Spirometry test for COPD: confirming diagnosis
Spirometry is used to identify airflow obstruction and confirm COPD—with the FEV₁ / FVC ratio as the key measurement. Learn how to interpret spirometry results and apply them in clinical practice.
COPD is defined by airflow obstruction that is irreversible or only partially reversible with bronchodilator treatment—and a spirometry test for COPD is the only objective way to confirm it. Spirometry measures how much air is inhaled and exhaled, and how quickly it moves through the lungs. Interpreting spirometry results is a matter of knowing what these values mean.
In this lesson from our COPD Essentials course you'll learn how to:
- Identify the key spirometry values — FEV₁, FVC, and the
FEV₁ / FVC ratio - Apply the FEV1 / FVC ratio to diagnose COPD
- Determine when pre- and post-bronchodilator spirometry is needed
- Recognize when the 0.7 diagnostic threshold may not apply
And you’ll see how a spirometry test for COPD is performed in a real pulmonary function lab demonstration.
Start the first chapter of our COPD Essentials course for free
Transcript
Spirometry test for COPD diagnosis
[00:00]
Spirometry is required to make a formal diagnosis of COPD. It's the objective way of determining if airflow limitation is present and whether it's reversible. Airflow limitation that is irreversible or only partially reversible with bronchodilator treatment is the diagnostic feature of COPD.
What is spirometry?
[00:21]
But first, what is spirometry, and how do we use it for the diagnosis of COPD? A spirometer is a device that measures the volume of air that's inhaled and exhaled by the lungs. It can also detect the rate of flow measured in liters per second.
Key spirometry values for COPD testing
[00:39]
When you order a pulmonary function test for the diagnosis of COPD, or asthma, a technician will use the spirometer to obtain two important values. The first is a forced expiratory volume in one second, or FEV1, which measures how much air the patient can exhale in one second. The second value is a forced vital capacity, or FVC, which refers to the entire amount of air the patient can forcibly exhale after taking a very deep breath.
Performing a spirometry test for COPD
[01:13]
I went to the pulmonary function lab at my hospital and asked the respiratory therapist to put me through a standard spirometry evaluation for COPD. This is what I learned as she coached me through the process:
“[We’re] just checking to see how well you can move your air in and out. So you're gonna pinch your nose and breathe normal on the mouthpiece. I'll tell you to take a big breath in nice and deep, and you're gonna blast your air out, pushing all that air in one breath. And then I'll tell you to bring your breath back in and you can disconnect.”
Interpreting spirometry results
[02:18]
The spirometry device generates a readout that lists FEV1, FVC, and the ratio of the two. The definition for airflow obstruction for the diagnosis of COPD is a fixed FEV1 to FVC ratio of less than 0.7.
When to skip post-bronchodilator spirometry
[02:34]
In the past, we would measure both a pre- and post-bronchodilator spirometry for all patients, but the guidelines have changed. If there is no airflow obstruction on the initial spirometry evaluation, there is no need to perform any post-bronchodilator spirometry. This adjustment significantly streamlines the process and reduces the need for patients to wait 30 minutes after bronchodilator administration.

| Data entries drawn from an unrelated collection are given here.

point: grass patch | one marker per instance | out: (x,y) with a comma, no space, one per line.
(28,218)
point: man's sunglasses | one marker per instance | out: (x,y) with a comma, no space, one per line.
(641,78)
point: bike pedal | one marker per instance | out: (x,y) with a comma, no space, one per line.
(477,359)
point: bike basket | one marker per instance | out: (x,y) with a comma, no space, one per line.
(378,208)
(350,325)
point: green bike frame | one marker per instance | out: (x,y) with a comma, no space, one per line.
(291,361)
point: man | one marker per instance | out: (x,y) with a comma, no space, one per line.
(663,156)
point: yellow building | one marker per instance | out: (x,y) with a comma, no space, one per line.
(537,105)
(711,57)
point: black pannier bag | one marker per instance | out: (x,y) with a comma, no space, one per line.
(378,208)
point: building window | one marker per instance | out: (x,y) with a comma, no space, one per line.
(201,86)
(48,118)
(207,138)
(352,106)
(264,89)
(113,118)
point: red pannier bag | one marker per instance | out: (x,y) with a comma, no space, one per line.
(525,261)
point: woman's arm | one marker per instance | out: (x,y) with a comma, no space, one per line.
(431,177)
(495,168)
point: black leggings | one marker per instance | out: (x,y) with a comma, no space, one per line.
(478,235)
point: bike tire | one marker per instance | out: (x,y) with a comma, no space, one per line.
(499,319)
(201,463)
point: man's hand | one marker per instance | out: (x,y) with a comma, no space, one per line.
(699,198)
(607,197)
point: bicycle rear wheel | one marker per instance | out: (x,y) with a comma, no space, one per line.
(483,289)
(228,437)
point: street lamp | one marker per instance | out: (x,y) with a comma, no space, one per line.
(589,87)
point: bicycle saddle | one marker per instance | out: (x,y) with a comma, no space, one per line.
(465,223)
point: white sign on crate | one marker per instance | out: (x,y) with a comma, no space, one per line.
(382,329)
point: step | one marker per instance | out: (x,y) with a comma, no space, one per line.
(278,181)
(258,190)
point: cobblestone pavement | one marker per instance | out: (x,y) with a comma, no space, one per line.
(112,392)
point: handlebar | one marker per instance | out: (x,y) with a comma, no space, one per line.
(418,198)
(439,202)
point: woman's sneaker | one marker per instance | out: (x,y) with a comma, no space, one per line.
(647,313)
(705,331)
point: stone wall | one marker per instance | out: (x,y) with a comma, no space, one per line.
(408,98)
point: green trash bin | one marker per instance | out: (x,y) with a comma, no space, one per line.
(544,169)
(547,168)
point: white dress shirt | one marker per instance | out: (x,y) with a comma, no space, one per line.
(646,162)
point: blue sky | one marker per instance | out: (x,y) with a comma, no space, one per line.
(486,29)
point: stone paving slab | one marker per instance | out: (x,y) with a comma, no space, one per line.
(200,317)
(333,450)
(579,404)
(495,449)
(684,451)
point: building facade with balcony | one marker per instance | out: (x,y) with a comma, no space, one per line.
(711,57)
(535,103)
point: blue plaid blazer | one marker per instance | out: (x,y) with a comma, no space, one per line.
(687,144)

Confirming COPD with post-bronchodilator spirometry
[03:01]
But if the pre-bronchodilator spirometry results are consistent with airflow obstruction, then COPD is confirmed using post-bronchodilator measurements. Patients with a pre-FEV1 / FVC ratio of less than 0.7 and a post-bronchodilator ratio greater than 0.7 may have asthma, or in the presence of COPD risk factors and symptoms, may be at an increased risk for future COPD and should be followed closely.
Limitations and considerations in COPD diagnosis
[03:32]
This is a good time to remind you that peak flow measurement is a useful screening tool for COPD, but it has poor specificity and can't reliably replace spirometry for diagnosis. But keep in mind, there are always exceptions. For example, using the 0.7 ratio as a diagnostic threshold for COPD in older patients may lead to overdiagnosis and underdiagnosis in younger patients. Remember that the diagnosis must be in the context of progressive COPD symptoms, as other lung diseases can also present with fixed airflow limitations.